The tough economic climate and general lack of capital mean small and midsize businesses (SMBs) are more focused on business survival than investing in security measures. However, security vendors say being ill-prepared in this area might hasten the company's demise due to potential financial and reputational losses.
Ngair Teow Hin, CEO of SecureAge, noted that smaller companies tend to be "hard-pressed" to invest or focus on IT-related resources such as security tools due to the lack of capital. This financial situation is further worsened by the tightening global and local economic climates, which has forced SMBs to focus on surviving above everything else, he added.
As such, IT security may be seen as a secondary concern relegated behind more pressing concerns such as finding new business, growing and sustaining operations, maintaining human resources, and financial control, the executive noted.

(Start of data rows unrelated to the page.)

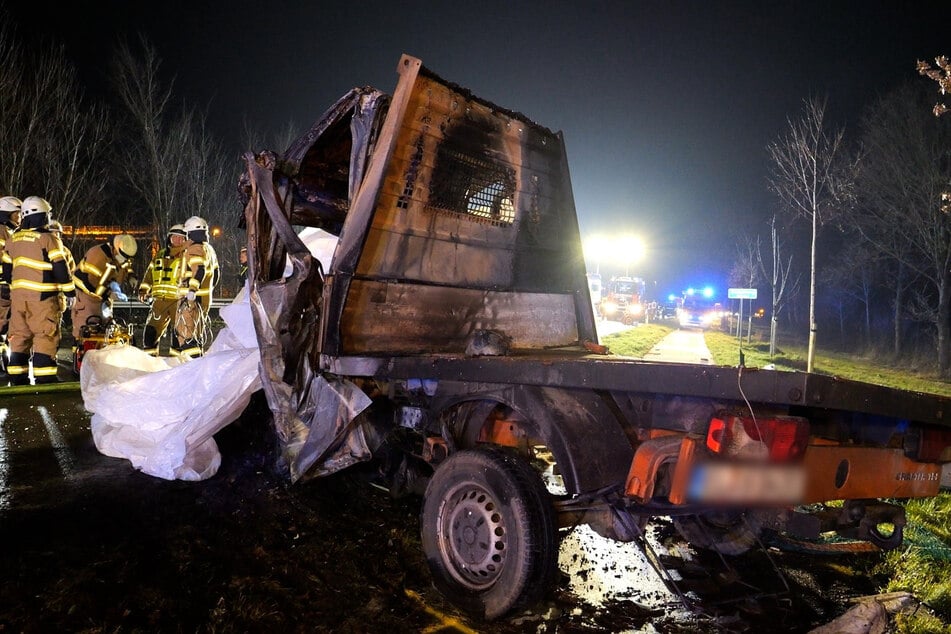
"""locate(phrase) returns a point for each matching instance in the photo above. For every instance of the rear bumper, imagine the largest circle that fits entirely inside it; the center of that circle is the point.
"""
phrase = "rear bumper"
(825, 473)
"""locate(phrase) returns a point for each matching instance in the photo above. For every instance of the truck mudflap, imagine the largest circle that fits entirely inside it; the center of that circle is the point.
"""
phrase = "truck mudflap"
(826, 472)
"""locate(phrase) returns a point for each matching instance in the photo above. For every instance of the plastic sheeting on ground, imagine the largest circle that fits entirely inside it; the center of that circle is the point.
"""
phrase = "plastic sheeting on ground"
(162, 413)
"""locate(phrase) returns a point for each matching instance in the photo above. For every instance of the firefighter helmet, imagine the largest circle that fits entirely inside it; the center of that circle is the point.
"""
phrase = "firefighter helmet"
(35, 213)
(196, 228)
(196, 223)
(10, 204)
(35, 205)
(125, 246)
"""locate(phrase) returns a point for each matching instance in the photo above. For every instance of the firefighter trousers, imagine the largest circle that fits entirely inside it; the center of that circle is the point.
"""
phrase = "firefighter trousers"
(190, 326)
(162, 313)
(34, 331)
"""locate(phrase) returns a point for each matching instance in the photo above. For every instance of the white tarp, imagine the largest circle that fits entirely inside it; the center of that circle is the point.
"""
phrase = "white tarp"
(162, 413)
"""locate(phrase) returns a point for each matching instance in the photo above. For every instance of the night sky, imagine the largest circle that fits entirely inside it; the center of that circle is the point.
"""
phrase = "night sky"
(666, 107)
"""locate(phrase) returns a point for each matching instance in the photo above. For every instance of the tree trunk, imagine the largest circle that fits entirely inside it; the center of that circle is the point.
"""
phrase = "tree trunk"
(899, 298)
(810, 360)
(944, 328)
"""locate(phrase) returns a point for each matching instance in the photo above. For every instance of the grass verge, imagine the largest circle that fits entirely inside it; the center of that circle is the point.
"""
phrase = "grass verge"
(922, 565)
(638, 341)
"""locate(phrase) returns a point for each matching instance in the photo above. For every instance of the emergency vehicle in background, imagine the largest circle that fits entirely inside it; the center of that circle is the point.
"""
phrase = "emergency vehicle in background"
(623, 300)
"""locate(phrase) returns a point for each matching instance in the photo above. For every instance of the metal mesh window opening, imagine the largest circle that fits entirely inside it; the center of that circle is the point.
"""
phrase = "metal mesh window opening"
(474, 187)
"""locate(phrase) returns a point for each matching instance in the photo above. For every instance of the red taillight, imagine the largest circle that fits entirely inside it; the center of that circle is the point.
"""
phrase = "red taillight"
(778, 438)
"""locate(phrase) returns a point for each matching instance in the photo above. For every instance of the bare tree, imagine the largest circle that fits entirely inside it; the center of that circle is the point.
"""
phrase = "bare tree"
(780, 282)
(54, 139)
(941, 73)
(904, 169)
(176, 167)
(804, 175)
(153, 163)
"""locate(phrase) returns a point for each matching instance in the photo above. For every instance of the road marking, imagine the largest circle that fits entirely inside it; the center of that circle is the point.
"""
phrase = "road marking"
(60, 449)
(6, 498)
(445, 621)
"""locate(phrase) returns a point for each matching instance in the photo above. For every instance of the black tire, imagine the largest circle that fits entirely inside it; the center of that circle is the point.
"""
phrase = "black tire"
(726, 532)
(488, 532)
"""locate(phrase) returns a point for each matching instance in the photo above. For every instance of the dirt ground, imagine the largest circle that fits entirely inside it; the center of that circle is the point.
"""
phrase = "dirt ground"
(113, 550)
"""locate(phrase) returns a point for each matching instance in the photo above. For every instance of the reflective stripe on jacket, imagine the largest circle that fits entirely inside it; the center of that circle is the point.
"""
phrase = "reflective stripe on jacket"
(35, 262)
(162, 276)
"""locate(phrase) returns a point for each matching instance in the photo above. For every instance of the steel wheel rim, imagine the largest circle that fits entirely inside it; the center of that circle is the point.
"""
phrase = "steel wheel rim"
(474, 536)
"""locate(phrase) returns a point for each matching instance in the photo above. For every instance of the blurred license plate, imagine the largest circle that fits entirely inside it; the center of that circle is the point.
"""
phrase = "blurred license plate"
(745, 483)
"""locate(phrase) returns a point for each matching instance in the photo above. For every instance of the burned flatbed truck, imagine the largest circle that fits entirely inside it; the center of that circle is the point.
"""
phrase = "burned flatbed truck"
(451, 337)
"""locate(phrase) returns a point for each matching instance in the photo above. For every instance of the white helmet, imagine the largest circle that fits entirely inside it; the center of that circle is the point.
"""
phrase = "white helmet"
(125, 246)
(196, 223)
(35, 205)
(10, 204)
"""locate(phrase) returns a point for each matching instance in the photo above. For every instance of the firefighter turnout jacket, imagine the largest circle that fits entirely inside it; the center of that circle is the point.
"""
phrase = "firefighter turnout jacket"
(99, 267)
(199, 269)
(34, 266)
(161, 279)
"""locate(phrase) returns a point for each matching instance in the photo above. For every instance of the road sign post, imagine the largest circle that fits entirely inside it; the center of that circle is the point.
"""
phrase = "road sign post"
(741, 294)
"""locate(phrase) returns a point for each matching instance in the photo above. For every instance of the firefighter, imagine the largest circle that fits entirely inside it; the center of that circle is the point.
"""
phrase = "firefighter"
(199, 277)
(160, 285)
(36, 271)
(98, 275)
(9, 219)
(242, 267)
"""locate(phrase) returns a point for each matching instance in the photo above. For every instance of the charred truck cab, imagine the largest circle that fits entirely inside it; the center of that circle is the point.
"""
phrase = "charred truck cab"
(452, 333)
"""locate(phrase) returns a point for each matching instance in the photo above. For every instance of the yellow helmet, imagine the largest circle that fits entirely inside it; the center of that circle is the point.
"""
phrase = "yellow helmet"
(125, 246)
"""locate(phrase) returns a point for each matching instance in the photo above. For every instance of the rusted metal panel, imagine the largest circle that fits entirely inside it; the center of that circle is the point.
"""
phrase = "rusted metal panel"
(414, 318)
(848, 473)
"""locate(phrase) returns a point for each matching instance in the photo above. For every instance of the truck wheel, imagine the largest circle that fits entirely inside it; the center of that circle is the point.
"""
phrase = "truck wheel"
(488, 532)
(726, 532)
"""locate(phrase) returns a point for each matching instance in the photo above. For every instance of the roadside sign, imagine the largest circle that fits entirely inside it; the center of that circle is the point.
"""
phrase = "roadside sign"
(741, 293)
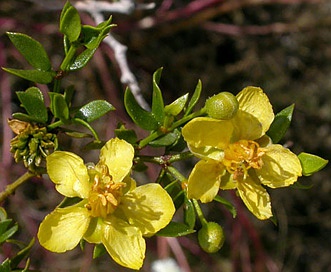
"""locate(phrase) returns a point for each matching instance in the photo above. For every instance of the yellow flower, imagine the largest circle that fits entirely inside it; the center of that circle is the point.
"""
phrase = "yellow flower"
(113, 211)
(237, 154)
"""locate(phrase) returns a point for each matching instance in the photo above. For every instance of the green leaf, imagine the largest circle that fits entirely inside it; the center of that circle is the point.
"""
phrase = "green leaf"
(8, 233)
(280, 124)
(94, 110)
(5, 266)
(92, 36)
(157, 101)
(37, 76)
(128, 135)
(33, 102)
(141, 117)
(227, 205)
(195, 98)
(311, 163)
(32, 50)
(189, 213)
(59, 106)
(70, 24)
(167, 139)
(175, 229)
(177, 106)
(82, 59)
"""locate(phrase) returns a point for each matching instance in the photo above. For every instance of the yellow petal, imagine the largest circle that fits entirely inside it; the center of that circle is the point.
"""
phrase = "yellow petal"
(148, 207)
(68, 172)
(256, 198)
(62, 229)
(124, 243)
(227, 182)
(203, 134)
(255, 102)
(117, 155)
(280, 167)
(204, 180)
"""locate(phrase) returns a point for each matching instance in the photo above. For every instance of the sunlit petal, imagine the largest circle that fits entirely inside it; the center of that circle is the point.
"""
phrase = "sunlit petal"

Additionally, security implementations are not easy to design, implement and sustain without having a dedicated budget and skilled internal resources as it is not a singular project but a sustained program, Ngair pointed out.
No company's too small
Beyond financial constraints, many SMBs continue to have the misconception that they are too small in scale or importance to be targeted by cybercriminals, said Tan Yuh Woei, country director for Symantec Singapore. Citing the company's 2011 Threat Awareness Survey, he noted that these companies do not consider themselves targets of cyberattacks and are not implementing the proper safeguards to protect their information.
For this reason, they are not prepared to deal with disasters when these occur, he added, citing the company's 2012 SMB disaster preparedness survey which found 74 percent of respondents not having a formal disaster recovery plan in place.
"Being ill-prepared can render a company's critical information lost or inaccessible, and the cost incurred for SMBs in terms of financial loss and reputation will be [higher] than the costs used to implement IT Security," Tan said.
He added that cybercriminals are not just targeting executives with deep access to confidential information. In fact, anyone in the position to provide them with corporate information and "open the door to more attacks" will be targeted, he warned.
Start forming a plan
Ngair noted that there are ways around SMBs' financial budget though, saying that service providers that offer a "cost-effective bundle deal" of tools and management services are one recourse for cash-strapped companies. Since SMBs typically have light IT security needs, they should find a good partner which can manage these and negotiate a long-term contract, he added.
David Maman, CTO of GreenSQL, an database security vendor, agreed. He said small companies should prioritize protecting weak spots in its IT infrastructure, including every PC, server, switch, and router.
Besides, many security vendors provide a free version of security tools with limited features, and these might be sufficient for the average SMB, he added.
That said, insufficient product or market knowledge may mean companies sign up for bundled deals that do not address their security issues or be misled that a simple implementation of antivirus or firewall is all that is needed to safeguard their entire business, Ngair warned.
On a broader level, SMBs should develop a disaster preparedness plan that evaluates how IT technologies such as mobile, virtualization and cloud computing can help in security efforts, Tan urged.
"Just because a business is small does not make it immune to security concerns. Developing an effective defense strategy can help these companies improve their security posture and keep their networks and businesses running," he said.